Leptin resistance in vagal afferent neurons inhibits cholecystokinin signaling and satiation in diet induced obese rats

• Published in: PloS one Vol. 7; no. 3; p. e32967
• Main Authors: de Lartigue, Guillaume, Barbier de la Serre, Claire, Espero, Elvis, Lee, Jennifer, Raybould, Helen E
• Format: Journal Article
• Language: English
• Published: United States Public Library of Science 07.03.2012; Public Library of Science (PLoS)
• Subjects: Amphetamines; Anatomy & physiology; Animals; Biology; Body Weight; Cannabinoid CB1 receptors; Cells, Cultured; Cholecystokinin; Cholecystokinin - metabolism; Cholecystokinin - pharmacology; Cocaine; Diet; Diet, High-Fat; Down-regulation; Eating; EGR-1 protein; Food; Food intake; Genotype & phenotype; High fat diet; Hyperphagia; Ingestion; Insulin resistance; Leptin; Leptin - metabolism; Leptin - pharmacology; Male; Medicine; Melanin; Melanin-concentrating hormone; Neurons; Neurons, Afferent - drug effects; Neurons, Afferent - metabolism; Neuropeptides; Obesity; Obesity - etiology; Peptides; Phenotype; Physiology; Rats; Rats, Sprague-Dawley; Rats, Zucker; Receptors; Rodents; Satiation - drug effects; Satiety; Sensitivity; Sensory neurons; Signal Transduction - drug effects; Signaling; Vagus nerve; Vagus Nerve - drug effects; Vagus Nerve - metabolism; Veterinary colleges; Veterinary medicine; California
• ISSN: 1932-6203; 1932-6203
• DOI: 10.1371/journal.pone.0032967

The gastrointestinal hormone cholecystokinin (CCK) plays an important role in regulating meal size and duration by activating CCK1 receptors on vagal afferent neurons (VAN).
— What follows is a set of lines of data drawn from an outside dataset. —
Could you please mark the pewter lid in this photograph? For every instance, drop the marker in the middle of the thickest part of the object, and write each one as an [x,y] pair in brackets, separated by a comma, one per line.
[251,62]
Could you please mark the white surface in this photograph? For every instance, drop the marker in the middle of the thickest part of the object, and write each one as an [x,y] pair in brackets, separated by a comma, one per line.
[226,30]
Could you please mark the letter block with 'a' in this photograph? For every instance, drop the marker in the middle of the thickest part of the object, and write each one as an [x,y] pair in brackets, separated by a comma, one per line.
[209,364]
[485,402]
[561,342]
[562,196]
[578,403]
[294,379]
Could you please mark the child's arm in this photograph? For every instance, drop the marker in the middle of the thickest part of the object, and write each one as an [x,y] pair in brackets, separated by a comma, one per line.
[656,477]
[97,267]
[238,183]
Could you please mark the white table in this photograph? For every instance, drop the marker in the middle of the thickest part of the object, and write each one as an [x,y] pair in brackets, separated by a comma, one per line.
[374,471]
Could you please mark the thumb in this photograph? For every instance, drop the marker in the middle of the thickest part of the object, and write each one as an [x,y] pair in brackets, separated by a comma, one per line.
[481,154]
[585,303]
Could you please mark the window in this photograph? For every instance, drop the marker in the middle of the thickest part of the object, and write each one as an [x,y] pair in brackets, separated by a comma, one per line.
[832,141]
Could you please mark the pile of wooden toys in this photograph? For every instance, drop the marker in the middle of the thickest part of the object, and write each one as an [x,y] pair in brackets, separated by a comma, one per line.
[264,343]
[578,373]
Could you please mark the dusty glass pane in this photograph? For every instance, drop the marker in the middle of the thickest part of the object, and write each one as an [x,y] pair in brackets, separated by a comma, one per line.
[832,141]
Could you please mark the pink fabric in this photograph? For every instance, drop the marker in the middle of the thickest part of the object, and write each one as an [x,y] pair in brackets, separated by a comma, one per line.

Leptin enhances CCK signaling in VAN via an early growth response 1 (EGR1) dependent pathway thereby increasing their sensitivity to CCK. In response to a chronic ingestion of a high fat diet, VAN develop leptin resistance and the satiating effects of CCK are reduced. We tested the hypothesis that leptin resistance in VAN is responsible for reducing CCK signaling and satiation. Lean Zucker rats sensitive to leptin signaling, significantly reduced their food intake following administration of CCK8S (0.22 nmol/kg, i.p.), while obese Zucker rats, insensitive to leptin, did not. CCK signaling in VAN of obese Zucker rats was reduced, preventing CCK-induced up-regulation of Y2 receptor and down-regulation of melanin concentrating hormone 1 receptor (MCH1R) and cannabinoid receptor (CB1). In VAN from diet-induced obese (DIO) Sprague Dawley rats, previously shown to become leptin resistant, we demonstrated that the reduction in EGR1 expression resulted in decreased sensitivity of VAN to CCK and reduced CCK-induced inhibition of food intake. The lowered sensitivity of VAN to CCK in DIO rats resulted in a decrease in Y2 expression and increased CB1 and MCH1R expression. These effects coincided with the onset of hyperphagia in DIO rats. Leptin signaling in VAN is required for appropriate CCK signaling and satiation. In response to high fat feeding, the onset of leptin resistance reduces the sensitivity of VAN to CCK thus reducing the satiating effects of CCK.